Так вся жизнь проходит

С горем пополам;

Там и смерть приходит,

С ней конец трудам.

Причастит больного

Деревенский поп,

Принесут сосновый

От соседа гроб,

Отпоют уныло…

И старуха мать

Долго над могилой

Будет причитать…

(Ю. В. Жадовская. «Грустная картина!..», 1848)»[489]

Однообразны и приемы построения стихотворений. Устойчиво обращение к образу поющей за пряжей при свете лучины крестьянки, характерному для русской поэзии первой трети XIX в. (ср. у Пушкина: «В избушке распевая, дева Прядет, и, зимних друг ночей, Трещит лучинка перед ней»).[490] В 40-е гг. это уже не условно романтические (в смысле содержания образа) «избушка» и «дева»; «жена молодая» у Губера и Пальма гораздо ближе будущим некрасовским крестьянкам. Однако поэтический язык, стилистическое оформление образа еще очень близки традиции романтического фольклоризма, имеющей в своем распоряжении определенный и довольно ограниченный набор выразительных средств. Оттого так похожи крестьянки, скажем, в стихотворениях Губера и Пальма:

«У люльки» Э. И. Губера

В хате тихо; треща, догорая,

Еле светит лучинка…

Что ты плачешь, жена молодая,

На реснице слезинка?

Али больно тебе, что Ванюху

Барин отдал в солдаты,

Что кормить и себя, и старуху,

Сиротинка, должна ты?

Что? на люльку ты смотришь уныло,

Что? глядишь на мальчишку?

Хорошо при отце ему было:

Как любил он сынишку![491]

«Русские картины» А. И. Пальма

Зимней ночью в избушке лучина горит,

Да жена молодая за пряжей сидит;

Запоет ли она — словно плачет о чем…

И вдруг смолкнет, сидит, подпершись кулаком…

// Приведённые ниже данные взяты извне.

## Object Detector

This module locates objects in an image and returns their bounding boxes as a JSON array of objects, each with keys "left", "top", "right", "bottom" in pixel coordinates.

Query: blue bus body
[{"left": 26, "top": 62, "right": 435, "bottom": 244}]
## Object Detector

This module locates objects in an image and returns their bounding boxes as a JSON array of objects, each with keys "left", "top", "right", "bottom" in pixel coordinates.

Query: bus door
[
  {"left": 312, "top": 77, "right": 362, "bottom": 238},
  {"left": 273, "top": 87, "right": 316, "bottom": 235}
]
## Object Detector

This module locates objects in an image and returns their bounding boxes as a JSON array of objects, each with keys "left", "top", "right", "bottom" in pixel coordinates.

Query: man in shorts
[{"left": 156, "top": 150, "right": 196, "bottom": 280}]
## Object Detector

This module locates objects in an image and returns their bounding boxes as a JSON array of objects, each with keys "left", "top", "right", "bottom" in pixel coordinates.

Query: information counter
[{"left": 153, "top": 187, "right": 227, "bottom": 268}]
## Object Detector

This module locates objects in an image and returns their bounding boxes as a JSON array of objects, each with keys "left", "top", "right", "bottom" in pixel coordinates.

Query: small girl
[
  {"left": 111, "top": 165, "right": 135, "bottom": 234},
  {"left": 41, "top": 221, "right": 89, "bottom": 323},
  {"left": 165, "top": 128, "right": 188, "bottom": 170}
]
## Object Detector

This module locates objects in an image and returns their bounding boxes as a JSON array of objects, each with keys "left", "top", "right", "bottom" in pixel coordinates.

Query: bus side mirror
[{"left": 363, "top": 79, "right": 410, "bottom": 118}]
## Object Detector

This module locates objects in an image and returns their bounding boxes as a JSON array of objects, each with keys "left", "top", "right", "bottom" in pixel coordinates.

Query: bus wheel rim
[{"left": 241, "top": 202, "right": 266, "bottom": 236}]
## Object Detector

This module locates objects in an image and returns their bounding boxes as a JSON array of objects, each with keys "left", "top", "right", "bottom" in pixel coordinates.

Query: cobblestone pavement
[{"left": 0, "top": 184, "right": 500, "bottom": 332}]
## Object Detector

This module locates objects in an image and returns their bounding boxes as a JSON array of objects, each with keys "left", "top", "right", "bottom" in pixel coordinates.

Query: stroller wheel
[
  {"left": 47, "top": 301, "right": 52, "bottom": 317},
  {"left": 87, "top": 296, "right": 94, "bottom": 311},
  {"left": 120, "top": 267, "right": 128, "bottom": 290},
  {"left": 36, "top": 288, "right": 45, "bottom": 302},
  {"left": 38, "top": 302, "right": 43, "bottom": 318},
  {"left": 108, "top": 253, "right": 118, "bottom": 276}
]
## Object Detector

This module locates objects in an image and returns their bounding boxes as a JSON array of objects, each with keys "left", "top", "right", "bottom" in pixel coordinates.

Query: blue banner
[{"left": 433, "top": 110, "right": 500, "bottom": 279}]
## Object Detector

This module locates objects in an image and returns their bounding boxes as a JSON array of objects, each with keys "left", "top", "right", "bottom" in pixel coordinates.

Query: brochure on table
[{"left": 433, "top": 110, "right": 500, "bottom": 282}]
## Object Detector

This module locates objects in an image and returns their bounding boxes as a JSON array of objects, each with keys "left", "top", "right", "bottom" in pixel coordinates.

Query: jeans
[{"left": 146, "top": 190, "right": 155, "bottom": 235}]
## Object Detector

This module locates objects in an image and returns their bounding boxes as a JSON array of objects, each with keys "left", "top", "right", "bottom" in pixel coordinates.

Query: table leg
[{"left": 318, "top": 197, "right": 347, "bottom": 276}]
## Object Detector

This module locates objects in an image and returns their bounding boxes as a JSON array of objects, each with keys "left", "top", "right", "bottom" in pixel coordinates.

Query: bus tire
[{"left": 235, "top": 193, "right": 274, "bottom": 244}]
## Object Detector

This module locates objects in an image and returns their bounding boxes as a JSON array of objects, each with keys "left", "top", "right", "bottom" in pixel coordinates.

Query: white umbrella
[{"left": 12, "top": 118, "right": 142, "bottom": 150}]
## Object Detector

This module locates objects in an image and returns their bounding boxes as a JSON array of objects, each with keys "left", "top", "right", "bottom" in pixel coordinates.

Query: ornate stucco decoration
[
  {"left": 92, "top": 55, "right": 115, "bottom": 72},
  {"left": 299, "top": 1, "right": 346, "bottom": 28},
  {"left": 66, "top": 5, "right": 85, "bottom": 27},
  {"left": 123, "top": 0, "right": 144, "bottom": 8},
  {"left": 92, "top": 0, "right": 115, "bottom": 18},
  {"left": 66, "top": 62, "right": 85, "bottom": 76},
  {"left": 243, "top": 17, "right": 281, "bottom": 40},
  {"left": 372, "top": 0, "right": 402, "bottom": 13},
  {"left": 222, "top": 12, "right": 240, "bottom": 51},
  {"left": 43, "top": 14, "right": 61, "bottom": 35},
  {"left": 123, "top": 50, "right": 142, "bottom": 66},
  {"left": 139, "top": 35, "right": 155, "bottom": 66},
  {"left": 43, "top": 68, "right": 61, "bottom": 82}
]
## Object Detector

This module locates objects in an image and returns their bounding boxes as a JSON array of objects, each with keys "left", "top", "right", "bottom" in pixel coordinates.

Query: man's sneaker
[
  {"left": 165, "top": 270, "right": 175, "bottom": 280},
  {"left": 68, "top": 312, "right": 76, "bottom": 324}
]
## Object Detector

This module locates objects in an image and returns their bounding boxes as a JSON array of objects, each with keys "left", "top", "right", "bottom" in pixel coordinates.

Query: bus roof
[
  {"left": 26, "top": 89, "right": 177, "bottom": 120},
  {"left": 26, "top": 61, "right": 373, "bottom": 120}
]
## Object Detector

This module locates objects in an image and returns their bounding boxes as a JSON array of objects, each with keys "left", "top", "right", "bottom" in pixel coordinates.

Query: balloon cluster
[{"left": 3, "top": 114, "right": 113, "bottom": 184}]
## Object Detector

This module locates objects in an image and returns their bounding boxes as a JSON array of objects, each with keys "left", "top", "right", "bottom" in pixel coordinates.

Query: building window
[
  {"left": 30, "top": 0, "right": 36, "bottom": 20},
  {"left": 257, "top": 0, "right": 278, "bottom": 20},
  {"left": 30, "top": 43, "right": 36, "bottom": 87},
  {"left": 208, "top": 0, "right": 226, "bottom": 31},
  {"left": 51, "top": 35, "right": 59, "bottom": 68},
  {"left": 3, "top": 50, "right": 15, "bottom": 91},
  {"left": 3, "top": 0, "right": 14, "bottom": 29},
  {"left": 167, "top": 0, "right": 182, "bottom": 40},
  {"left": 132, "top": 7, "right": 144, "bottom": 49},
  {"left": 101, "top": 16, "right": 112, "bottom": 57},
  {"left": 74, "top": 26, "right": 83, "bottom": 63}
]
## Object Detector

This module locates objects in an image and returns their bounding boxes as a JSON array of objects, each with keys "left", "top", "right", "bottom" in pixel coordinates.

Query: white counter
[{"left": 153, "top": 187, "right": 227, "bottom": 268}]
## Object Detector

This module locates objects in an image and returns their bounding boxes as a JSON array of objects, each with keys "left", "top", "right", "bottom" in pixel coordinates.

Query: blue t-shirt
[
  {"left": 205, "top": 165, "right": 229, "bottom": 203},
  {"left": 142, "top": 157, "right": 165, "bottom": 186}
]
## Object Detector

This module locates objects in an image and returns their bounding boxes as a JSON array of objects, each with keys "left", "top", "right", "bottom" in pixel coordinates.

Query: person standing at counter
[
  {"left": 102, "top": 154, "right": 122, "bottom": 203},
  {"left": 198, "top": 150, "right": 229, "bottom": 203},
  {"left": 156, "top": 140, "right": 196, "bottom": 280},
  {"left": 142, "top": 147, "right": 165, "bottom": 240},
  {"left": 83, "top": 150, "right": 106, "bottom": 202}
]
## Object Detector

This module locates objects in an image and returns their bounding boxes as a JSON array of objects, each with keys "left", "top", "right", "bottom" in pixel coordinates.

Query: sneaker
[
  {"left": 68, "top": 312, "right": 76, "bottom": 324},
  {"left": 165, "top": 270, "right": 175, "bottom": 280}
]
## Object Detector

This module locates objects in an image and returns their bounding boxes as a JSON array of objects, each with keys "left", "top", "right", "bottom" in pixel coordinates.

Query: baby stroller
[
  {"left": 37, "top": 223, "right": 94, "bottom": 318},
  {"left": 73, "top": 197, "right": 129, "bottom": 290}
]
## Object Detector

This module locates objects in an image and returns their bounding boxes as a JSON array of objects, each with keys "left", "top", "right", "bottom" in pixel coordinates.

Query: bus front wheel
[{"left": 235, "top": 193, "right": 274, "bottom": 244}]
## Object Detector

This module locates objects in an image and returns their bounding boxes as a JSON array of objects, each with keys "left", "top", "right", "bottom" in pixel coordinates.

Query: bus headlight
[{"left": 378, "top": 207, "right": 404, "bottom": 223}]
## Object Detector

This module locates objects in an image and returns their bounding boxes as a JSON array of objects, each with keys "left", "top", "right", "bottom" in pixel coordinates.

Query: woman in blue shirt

О чем ты грустишь? Али старший сынок

Твой на службу пошел, аль работа трудна,

Али мачеха зла, аль изба холодна?…

…И тихо опять

Запоет она; слов невозможно понять,

Только тянутся звуки. — И даст она волю слезам

И глаза поведет в уголок к образам…[492]

Такой же характер носило и первое обращение к народной песне Некрасова. Его «Огородник» по форме еще очень литературен, явно стилизован под «декоративную» народность, вызывающую в памяти не подлинно народную песню, а опыты, скажем, Дельвига или Цыганова (таков же характер фольклоризма и в «Тройке», 1846). Возможно, именно поэтому глубокий социальный смысл «Огородника», резко отличающий его от произведений названных авторов, не был столь очевиден, как в другом стихотворении Некрасова этого времени — «В дороге» (1845). В нем Некрасов делает первую попытку воспроизвести народную речь — не отдельные вкрапления крестьянской лексики и стилистических оборотов, как это было у упомянутых выше Губера или Пальма, а как единую целостную систему, отразившую строй народного мышления. Здесь Некрасов опять использует завоевания прозы 1840-х гг., переносит в поэзию наиболее распространенный в прозаических жанрах метод создания социально окрашенного образа героя — обращение к его речевой характеристике. Стихотворение сразу было замечено и необычайно высоко оценено современниками. «Это — не стишки к деве и луне, — писал Белинский, — в них много умного, дельного и современного» (9, 573). Это было начало принципиально новой поэзии, начало «некрасовского» направления в искусстве, символизирующего собой высшие достижения русской реалистической лирики 1850–1870-х гг.